Unlike nursing home employees, home aides remain a largely unregulated entity. Many home aides are unlicensed and are not subject to the same criminal background checks as nursing home employees. The number of home health care workers for the elderly is on the rise. Currently, there are 1.6 million people employed in the home health care industry.
An incident involving an 85-year-old Priscilla Stovall, who was lethally drugged by her home care aid, draws attention to the need for extensive criminal background checks and ongoing monitoring of home aids who work with the elderly. Although Ms. Stovall’s aid was hired by an agency which specializes in providing home care workers for the elderly, the worker had an extensive criminal background. The worker had a criminal background involving domestic assault, drug smuggling and had done time in prison.

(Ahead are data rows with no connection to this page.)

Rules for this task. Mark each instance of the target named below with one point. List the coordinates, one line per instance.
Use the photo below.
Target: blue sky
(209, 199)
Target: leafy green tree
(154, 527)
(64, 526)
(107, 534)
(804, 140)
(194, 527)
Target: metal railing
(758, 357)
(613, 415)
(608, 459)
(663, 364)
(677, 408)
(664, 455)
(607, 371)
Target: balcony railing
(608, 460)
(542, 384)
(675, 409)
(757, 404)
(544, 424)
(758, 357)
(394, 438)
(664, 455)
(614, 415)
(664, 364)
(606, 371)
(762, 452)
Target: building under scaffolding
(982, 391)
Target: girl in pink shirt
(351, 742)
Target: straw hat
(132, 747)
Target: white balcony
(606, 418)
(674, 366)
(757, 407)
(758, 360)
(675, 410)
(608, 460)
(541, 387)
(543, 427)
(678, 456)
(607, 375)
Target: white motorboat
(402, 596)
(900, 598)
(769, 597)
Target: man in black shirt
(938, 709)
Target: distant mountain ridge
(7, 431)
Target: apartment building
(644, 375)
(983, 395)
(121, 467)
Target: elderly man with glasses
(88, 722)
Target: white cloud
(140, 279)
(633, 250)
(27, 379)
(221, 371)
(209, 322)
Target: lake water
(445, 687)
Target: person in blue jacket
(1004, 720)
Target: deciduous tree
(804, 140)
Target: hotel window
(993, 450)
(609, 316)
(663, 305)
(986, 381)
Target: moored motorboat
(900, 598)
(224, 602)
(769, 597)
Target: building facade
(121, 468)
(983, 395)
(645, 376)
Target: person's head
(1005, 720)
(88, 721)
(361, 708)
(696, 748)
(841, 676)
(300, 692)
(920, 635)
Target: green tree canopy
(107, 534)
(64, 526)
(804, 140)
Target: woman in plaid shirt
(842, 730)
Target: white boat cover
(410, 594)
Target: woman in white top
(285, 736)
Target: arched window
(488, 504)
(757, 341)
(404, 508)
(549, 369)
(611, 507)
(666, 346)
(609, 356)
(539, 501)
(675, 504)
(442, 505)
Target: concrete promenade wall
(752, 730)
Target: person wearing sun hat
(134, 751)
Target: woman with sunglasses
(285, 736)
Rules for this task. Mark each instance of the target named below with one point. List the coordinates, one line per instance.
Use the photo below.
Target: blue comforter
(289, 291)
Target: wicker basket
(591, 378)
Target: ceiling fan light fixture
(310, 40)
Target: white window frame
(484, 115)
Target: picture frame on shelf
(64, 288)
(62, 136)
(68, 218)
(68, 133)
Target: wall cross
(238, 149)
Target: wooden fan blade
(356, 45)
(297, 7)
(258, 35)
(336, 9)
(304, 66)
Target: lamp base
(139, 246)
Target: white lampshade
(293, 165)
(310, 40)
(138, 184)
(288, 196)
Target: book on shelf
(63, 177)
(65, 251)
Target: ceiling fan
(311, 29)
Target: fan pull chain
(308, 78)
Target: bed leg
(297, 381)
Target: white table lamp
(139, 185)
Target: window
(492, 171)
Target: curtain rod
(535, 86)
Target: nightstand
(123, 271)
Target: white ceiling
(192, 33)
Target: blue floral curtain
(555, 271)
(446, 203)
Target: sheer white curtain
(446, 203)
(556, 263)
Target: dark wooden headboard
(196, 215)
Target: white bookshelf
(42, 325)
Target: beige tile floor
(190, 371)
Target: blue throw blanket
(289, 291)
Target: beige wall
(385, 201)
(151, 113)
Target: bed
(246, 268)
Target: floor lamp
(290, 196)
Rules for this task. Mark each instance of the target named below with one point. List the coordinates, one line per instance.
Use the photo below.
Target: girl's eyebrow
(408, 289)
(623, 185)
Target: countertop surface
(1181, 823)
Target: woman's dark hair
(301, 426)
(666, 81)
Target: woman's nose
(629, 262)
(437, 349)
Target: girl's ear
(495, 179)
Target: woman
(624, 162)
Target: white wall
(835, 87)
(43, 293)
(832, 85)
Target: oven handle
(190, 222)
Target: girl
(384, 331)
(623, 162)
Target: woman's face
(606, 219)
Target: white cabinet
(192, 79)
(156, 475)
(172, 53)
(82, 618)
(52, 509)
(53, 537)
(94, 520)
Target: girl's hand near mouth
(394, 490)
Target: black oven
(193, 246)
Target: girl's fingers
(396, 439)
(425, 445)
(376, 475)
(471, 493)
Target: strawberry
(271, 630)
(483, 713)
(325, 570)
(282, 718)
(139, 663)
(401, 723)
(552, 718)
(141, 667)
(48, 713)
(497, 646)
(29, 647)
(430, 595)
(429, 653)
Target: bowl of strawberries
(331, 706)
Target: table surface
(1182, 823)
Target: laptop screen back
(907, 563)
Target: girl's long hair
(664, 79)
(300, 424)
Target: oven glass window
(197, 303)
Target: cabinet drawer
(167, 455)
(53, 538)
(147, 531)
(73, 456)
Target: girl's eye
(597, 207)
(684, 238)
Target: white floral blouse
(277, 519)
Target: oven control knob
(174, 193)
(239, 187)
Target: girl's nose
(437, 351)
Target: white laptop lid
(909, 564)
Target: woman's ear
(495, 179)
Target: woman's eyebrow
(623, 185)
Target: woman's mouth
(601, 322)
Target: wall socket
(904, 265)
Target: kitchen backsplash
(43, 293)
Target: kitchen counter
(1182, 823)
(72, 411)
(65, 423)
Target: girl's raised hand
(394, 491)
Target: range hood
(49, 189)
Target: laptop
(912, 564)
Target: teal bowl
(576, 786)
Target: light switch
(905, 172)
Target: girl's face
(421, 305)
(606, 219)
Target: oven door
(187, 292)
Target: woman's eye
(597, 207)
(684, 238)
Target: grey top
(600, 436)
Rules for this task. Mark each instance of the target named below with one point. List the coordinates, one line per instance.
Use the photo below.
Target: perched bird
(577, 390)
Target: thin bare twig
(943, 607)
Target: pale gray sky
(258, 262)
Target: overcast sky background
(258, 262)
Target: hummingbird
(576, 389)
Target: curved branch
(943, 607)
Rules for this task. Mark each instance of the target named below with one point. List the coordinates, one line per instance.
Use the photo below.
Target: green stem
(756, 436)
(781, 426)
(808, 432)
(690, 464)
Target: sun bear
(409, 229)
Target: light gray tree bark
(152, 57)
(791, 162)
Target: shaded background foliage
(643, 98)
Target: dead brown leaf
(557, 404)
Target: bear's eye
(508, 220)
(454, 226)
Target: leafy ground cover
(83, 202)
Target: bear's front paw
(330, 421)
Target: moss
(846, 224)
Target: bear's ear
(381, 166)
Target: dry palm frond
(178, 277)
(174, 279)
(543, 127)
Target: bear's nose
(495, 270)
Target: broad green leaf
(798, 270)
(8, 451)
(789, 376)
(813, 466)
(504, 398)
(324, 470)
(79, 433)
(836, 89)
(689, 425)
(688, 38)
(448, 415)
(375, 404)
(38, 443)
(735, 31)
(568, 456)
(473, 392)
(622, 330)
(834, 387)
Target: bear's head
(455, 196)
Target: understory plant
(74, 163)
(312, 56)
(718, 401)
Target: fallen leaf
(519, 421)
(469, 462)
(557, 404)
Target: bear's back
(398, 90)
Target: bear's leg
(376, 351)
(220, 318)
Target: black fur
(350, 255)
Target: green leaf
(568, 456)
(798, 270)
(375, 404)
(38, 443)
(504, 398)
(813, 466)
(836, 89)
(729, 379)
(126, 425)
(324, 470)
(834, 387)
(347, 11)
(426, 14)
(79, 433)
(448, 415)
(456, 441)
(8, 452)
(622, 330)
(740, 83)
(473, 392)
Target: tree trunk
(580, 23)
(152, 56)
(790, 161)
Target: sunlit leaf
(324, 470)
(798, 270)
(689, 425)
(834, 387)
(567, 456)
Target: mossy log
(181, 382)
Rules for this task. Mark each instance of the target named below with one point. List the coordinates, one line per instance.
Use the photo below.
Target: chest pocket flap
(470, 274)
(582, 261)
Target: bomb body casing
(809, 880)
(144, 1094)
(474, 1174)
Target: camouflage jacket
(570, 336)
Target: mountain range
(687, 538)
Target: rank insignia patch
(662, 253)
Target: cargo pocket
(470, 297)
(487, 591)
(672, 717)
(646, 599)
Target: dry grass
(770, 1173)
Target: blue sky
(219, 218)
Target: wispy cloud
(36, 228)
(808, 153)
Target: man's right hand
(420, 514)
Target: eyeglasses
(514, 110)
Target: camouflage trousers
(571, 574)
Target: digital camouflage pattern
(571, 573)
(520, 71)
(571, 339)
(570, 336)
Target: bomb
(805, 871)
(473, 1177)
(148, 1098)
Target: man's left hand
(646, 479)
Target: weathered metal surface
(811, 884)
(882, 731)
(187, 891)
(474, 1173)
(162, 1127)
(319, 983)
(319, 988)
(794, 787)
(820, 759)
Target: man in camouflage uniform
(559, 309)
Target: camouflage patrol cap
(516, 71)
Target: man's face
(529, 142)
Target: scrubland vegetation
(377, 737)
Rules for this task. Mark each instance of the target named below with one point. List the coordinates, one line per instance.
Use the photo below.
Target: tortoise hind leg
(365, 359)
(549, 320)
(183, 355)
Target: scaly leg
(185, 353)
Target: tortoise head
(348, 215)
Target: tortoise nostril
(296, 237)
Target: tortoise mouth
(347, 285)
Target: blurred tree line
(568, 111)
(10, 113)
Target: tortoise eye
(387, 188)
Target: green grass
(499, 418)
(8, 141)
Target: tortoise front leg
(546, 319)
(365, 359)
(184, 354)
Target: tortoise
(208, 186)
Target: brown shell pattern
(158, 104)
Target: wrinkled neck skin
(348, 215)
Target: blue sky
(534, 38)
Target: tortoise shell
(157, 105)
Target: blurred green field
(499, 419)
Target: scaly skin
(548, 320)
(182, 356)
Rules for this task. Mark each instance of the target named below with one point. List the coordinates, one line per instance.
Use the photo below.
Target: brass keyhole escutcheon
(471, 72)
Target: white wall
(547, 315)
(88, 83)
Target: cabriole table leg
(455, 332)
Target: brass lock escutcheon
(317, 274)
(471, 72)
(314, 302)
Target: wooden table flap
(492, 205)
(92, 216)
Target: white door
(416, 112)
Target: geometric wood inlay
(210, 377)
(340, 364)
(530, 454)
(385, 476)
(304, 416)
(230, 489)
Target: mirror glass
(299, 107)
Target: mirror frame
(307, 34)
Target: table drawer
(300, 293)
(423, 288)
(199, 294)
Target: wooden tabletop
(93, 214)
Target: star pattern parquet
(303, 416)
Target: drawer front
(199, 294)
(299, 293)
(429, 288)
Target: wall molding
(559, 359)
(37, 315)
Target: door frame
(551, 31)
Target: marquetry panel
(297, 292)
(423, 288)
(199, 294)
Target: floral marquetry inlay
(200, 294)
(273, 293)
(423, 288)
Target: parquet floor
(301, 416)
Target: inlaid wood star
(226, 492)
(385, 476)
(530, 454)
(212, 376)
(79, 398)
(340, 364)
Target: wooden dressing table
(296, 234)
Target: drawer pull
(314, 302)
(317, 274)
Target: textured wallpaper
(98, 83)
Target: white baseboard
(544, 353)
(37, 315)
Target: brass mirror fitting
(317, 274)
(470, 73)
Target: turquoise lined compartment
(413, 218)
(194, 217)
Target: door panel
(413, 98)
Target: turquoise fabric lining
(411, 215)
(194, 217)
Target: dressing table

Conducting criminal background checks for the health care workers can be difficult because there is no centralized database with employee information. In a recent Michigan State University study sponsored by Centers for Medicare & Medicaid Services, researchers screened 214,167 people who held or sought jobs working with the elderly. Of the sample group, 5,462 had criminal histories which should have excluded them from the position. Read more about abuse among home care aids amongst the elderly in the Wall Street Journal here.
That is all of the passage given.